Mantras are sacred utterances common in Eastern traditions such as Buddhism, Jainism, Hinduism, Sikhism, and Zoroastrianism. Sometimes these sounds are words that have a semantic content, in other instances they don’t. Mantras are taken to have profound spiritual meaning, and occasionally even magical powers.

Stoics don’t believe in magic, and the word “spiritual” has a very narrow meaning for a philosophy that is rooted in physicalism and causal determinism. Still, Stoicism too has mantras, of a sort. They are always meaningful phrases, meant to be “at hand” whenever a challenge arises for which they may be useful. For instance, if I have a discussion with someone whose ideas are clearly confused or wrongheaded and I see that I’m not making progress by using facts and rational arguments, I will attempt not to be frustrated by repeating to myself “so it seems to him.” If I make a commitment to do something in the future, or be at a particular place at a particular time, I tell myself or my interlocutor “fate permitting,” a reminder that I control my intentions, but not necessarily the outcomes of my actions. And so on.

One of the most famous of Stoics “mantras” was apparently uttered by the second century teacher Epictetus: “ἀνέχου (bear) and ἀπέχου (forbear).” Let’s take a look at what it is about.

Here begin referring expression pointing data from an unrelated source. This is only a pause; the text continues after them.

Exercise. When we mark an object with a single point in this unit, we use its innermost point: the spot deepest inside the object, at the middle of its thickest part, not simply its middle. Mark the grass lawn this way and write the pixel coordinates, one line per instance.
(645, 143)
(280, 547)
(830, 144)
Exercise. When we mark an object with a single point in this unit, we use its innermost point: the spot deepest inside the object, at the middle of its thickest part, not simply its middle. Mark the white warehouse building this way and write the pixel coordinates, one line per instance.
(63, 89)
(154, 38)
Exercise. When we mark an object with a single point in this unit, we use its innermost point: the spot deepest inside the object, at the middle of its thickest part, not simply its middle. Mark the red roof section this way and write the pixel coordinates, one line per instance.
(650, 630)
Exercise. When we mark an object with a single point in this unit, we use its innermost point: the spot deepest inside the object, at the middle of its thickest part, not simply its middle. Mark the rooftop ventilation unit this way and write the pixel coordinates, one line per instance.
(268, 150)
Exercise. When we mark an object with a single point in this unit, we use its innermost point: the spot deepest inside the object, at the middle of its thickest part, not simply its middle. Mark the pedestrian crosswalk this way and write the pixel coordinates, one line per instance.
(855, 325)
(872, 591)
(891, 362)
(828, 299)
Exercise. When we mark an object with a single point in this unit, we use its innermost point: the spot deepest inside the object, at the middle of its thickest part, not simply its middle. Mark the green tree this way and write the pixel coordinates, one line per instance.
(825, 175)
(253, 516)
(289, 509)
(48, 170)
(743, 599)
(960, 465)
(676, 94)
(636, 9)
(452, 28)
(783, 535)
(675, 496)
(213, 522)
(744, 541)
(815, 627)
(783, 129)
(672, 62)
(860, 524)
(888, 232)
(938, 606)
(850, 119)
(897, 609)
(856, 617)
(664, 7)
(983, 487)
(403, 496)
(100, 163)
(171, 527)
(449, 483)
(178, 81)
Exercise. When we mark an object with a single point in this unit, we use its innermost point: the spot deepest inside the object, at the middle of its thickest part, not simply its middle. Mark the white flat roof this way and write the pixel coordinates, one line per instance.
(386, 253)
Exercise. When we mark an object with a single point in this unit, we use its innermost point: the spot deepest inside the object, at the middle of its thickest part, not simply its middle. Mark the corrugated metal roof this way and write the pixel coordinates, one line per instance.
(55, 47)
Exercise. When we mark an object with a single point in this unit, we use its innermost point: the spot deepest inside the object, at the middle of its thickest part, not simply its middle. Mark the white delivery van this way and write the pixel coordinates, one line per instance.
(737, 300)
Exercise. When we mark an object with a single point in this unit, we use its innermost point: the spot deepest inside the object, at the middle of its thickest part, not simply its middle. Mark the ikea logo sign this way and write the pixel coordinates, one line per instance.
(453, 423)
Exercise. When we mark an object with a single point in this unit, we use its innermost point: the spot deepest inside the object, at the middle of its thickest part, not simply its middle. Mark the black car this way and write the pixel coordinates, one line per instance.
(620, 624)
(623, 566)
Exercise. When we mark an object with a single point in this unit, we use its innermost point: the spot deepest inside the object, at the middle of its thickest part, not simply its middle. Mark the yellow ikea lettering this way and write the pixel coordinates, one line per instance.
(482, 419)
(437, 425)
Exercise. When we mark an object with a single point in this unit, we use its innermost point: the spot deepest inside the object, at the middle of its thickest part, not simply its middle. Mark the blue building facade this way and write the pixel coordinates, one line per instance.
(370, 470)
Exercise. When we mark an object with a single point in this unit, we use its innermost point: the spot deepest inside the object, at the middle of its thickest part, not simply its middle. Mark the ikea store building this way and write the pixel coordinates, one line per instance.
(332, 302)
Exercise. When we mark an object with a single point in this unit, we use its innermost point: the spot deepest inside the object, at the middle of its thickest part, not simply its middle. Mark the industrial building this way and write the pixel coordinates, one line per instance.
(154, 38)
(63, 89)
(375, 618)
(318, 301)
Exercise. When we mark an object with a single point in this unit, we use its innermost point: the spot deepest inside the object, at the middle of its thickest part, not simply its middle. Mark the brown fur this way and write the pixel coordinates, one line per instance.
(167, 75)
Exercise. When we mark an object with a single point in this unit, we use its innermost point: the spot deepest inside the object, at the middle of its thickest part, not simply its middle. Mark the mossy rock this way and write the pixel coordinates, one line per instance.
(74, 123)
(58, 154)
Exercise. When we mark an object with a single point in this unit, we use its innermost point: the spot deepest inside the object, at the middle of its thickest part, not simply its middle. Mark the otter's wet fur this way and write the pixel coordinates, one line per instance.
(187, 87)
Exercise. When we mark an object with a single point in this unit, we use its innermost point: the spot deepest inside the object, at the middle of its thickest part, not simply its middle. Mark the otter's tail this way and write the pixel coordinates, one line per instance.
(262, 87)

The source for the mantra is Aulus Gellius (125-180 CE), a Roman author and grammarian who wrote Attic Nights, a commonplace book (Adversaria), that is, a collection of personal observations, in the case of Aulus about geometry, grammar, history, philosophy, and other subject matters that interested him. A sort of Substack newsletter ante litteram, if you will. He was a friend of Marcus Cornelius Fronto and Herodes Atticus, both teachers of rhetoric of the future emperor Marcus Aurelius. The title of the book comes from the fact that it was written during an extended stay of the author in Attica, the region of Greece where Athens is located. Attic Nights was likely published in 177 CE, three years before Marcus Aurelius’s death, and is the source of a number of Stoic stories, including the famous one about the pale Stoic in the storm, as well as the one about the logician Chrysippus and his rolling cylinder.

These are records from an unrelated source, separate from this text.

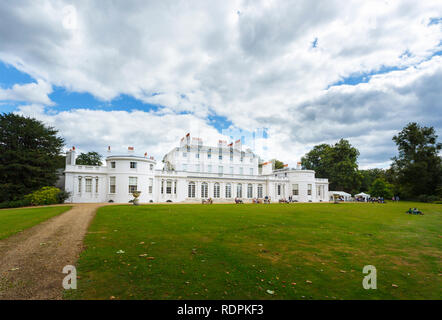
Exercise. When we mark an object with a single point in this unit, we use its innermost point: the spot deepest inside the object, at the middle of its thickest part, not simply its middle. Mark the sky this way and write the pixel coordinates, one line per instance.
(283, 75)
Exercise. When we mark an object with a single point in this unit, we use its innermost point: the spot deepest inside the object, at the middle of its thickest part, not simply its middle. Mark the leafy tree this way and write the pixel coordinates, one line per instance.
(89, 159)
(418, 167)
(381, 188)
(278, 164)
(29, 156)
(369, 176)
(318, 159)
(336, 162)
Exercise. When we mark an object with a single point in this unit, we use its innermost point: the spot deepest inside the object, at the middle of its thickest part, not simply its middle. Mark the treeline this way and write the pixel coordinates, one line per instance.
(415, 173)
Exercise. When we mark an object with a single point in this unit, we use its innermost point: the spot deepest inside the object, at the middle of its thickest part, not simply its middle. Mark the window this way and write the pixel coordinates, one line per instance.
(132, 184)
(204, 190)
(191, 190)
(88, 184)
(112, 184)
(216, 190)
(249, 191)
(259, 190)
(239, 190)
(228, 190)
(169, 186)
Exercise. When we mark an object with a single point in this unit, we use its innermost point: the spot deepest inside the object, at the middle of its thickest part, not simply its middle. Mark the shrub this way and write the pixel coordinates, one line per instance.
(15, 204)
(44, 196)
(428, 198)
(62, 196)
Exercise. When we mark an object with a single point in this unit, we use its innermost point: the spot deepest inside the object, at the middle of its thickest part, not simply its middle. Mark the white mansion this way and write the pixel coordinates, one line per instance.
(191, 172)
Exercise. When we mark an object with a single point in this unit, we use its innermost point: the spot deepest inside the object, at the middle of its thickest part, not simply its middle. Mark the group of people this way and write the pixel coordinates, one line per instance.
(413, 211)
(378, 200)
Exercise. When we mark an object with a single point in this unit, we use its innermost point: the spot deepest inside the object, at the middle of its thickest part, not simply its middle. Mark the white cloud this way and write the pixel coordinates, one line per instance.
(29, 92)
(250, 61)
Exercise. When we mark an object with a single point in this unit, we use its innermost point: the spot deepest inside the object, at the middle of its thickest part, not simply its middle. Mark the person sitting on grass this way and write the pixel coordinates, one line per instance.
(416, 211)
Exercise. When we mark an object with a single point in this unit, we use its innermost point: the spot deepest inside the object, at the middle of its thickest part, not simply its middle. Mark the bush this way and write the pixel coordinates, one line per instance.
(44, 196)
(428, 198)
(15, 204)
(62, 196)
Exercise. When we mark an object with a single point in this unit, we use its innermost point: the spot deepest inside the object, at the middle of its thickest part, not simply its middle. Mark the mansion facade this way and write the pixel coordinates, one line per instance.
(191, 172)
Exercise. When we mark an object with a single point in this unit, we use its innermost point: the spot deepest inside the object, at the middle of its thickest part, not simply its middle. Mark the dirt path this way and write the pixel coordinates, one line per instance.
(41, 252)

In section 19 of the seventeenth book of Attic Nights, Aulus tells us a story about Epictetus that was recounted to him by the philosopher Favorinus (80-160 CE). The latter was yet another interesting character of the time well worth briefly getting to know. He was a Roman Pyrrhonian Skeptic during the reign of Hadrian and a friend of Plutarch, the above mentioned Fronto and Herodes Atticus, as well as Hadrian himself, among others. That said, Hadrian banned Favorinus—for unknown reasons—in the 130s, though he was rehabilitated by Hadrian’s successor, Antoninus Pius, the adoptive father of Marcus Aurelius. Interestingly, the Athenians, probably to carry favor with Hadrian, pulled down a statue of Favorinus, which led the latter to comment that if only Socrates had had a statue in the city he might have been spared the hemlock.

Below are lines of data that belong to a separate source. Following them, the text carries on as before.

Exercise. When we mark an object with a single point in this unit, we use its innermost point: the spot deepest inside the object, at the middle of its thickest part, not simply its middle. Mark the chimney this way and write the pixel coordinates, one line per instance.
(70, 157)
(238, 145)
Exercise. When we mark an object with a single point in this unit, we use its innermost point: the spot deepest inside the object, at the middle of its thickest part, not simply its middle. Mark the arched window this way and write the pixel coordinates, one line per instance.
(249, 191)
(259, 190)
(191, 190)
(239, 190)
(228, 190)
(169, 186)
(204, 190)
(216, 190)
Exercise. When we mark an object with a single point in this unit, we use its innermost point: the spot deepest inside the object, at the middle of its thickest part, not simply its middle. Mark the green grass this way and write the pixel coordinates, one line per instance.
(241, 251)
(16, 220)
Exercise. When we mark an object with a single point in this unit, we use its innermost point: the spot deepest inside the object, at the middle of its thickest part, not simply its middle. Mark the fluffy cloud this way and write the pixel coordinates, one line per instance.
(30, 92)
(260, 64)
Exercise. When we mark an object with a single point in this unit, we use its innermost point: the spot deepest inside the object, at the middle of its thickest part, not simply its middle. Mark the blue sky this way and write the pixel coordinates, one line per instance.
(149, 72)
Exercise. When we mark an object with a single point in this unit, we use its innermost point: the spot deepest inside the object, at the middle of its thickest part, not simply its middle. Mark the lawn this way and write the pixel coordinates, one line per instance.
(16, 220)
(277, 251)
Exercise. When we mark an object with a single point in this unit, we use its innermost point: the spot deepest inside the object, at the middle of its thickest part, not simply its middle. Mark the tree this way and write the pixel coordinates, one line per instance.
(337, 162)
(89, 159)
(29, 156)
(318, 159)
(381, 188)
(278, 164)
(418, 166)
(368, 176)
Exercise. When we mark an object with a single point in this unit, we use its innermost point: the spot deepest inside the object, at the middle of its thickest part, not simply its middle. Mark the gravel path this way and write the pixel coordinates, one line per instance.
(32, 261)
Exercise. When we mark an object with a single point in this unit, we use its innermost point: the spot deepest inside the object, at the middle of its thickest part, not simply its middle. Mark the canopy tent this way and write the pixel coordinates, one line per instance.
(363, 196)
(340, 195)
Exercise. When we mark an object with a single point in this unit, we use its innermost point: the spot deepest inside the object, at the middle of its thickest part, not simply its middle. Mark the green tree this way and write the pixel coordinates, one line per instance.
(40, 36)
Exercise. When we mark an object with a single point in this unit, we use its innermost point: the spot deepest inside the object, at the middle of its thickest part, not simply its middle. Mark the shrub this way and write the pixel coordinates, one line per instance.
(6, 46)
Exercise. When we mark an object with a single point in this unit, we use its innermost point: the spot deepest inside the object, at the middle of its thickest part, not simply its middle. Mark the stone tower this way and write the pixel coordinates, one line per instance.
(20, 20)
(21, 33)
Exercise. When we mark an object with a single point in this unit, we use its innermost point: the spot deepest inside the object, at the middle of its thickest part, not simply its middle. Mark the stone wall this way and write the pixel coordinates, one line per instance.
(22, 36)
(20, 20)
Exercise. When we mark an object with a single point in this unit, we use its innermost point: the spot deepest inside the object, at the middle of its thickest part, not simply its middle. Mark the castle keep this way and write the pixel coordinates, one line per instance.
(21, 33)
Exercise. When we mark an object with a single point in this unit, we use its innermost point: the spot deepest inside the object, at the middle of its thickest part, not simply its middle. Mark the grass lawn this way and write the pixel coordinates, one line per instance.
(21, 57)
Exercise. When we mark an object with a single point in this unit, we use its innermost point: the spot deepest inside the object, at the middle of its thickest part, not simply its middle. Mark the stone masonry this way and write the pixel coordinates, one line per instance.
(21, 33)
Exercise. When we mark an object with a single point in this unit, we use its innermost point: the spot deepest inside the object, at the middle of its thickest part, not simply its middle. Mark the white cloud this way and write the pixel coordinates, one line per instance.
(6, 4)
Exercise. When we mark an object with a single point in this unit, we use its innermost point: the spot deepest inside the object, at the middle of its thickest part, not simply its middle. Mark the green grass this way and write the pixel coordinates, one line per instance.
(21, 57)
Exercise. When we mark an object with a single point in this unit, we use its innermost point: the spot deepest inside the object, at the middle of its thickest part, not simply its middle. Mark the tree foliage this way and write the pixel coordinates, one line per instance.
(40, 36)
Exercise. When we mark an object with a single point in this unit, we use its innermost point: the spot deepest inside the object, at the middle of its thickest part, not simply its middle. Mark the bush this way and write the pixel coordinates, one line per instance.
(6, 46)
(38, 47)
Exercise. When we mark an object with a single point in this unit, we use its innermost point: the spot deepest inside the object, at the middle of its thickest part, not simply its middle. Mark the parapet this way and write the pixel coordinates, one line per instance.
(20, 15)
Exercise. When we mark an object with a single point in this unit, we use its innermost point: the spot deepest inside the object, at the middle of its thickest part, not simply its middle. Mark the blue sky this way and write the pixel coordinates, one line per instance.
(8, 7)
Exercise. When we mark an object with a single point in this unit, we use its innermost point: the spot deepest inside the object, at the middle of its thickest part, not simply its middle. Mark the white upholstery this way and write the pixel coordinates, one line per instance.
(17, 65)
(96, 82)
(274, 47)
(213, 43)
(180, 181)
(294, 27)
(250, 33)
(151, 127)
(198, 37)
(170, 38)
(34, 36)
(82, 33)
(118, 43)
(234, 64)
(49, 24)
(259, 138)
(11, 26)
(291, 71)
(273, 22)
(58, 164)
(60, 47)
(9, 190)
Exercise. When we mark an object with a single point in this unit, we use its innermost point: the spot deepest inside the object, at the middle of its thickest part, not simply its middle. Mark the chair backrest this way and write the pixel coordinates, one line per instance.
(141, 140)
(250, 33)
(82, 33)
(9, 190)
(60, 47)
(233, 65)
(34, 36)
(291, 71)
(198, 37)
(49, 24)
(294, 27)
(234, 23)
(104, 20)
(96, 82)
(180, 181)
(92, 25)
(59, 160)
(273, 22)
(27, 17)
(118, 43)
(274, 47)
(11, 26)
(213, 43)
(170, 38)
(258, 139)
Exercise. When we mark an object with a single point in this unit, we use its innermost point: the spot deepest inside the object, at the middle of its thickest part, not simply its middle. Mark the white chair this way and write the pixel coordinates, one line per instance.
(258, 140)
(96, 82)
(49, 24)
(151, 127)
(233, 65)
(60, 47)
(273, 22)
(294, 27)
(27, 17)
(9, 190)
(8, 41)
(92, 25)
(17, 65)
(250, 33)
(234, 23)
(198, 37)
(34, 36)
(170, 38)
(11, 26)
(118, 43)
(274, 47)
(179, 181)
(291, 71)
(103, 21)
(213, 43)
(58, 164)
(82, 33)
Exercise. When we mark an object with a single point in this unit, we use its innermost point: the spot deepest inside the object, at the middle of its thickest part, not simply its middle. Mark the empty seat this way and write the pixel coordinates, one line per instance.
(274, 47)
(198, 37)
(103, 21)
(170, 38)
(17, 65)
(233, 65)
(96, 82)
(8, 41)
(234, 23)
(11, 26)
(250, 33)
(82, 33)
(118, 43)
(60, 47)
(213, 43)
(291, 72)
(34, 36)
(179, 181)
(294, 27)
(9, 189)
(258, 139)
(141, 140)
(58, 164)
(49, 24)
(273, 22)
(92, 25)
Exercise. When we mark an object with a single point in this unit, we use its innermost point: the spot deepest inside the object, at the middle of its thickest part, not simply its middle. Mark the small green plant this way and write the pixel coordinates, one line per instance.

In Attic Nights, Aulus writes: “I heard Favorinus say that the philosopher Epictetus declared that very many of those who professed to be philosophers were of the kind without deeds, limited to words.” That is, Epictetus was criticizing those people who pretended to be philosophers but didn’t really love wisdom, because they only talked about it, without practicing it.

Arrian of Nicomedia, a student of Epictetus, went into a bit more detail about this in his On the Dissertations of Epictetus, writing that:

“When [Epictetus] perceived that a man without shame, persistent in wickedness, of questionable character, reckless, boastful, and cultivating everything else except his soul—when he saw such a man taking up also the study and pursuit of philosophy and natural history, practicing logic and balancing and investigating many problems of that kind [he would chide him:]: ‘O man, where are you storing these things? Consider whether the vessel be clean. For if you take them into your self-conceit, they are lost; if they are spoiled, they become urine or vinegar or something worse, if possible.’” (Attic Nights, 17.19)

Evidently, Epictetus had no patience for people who studied only in order to impress others and not with the purpose of becoming better human beings. Aulus gives us additional details near the end of section 17.19 of Attic Nights:

“Epictetus, as we also heard from Favorinus, used to say that there were two faults which were by far the worst and most disgusting of all, lack of endurance and lack of self-restraint, when we cannot put up with or bear the wrongs which we ought to endure, or cannot restrain ourselves from actions or pleasures from which we ought to refrain.”

Endurance and self restraint, aimed respectively at putting up with things we ought to bear and at refraining from indulging in things we should not indulge. This sort of talk is likely where the stereotype of Stoicism as a philosophy preaching a stiff upper lip and a life without emotions or pleasure comes from. But such an interpretation misses the mark considering that the Stoics had no problem with pleasure, so long as it doesn’t get in the way of one’s duties toward other human beings. Nor do the Stoics advocate the suppression of emotions, teaching instead to develop a constant dialogue with our feelings, a dialogue aimed at aligning emotions and cognition so that we live a better life characterized by a smooth flow of feeling, thinking, and acting.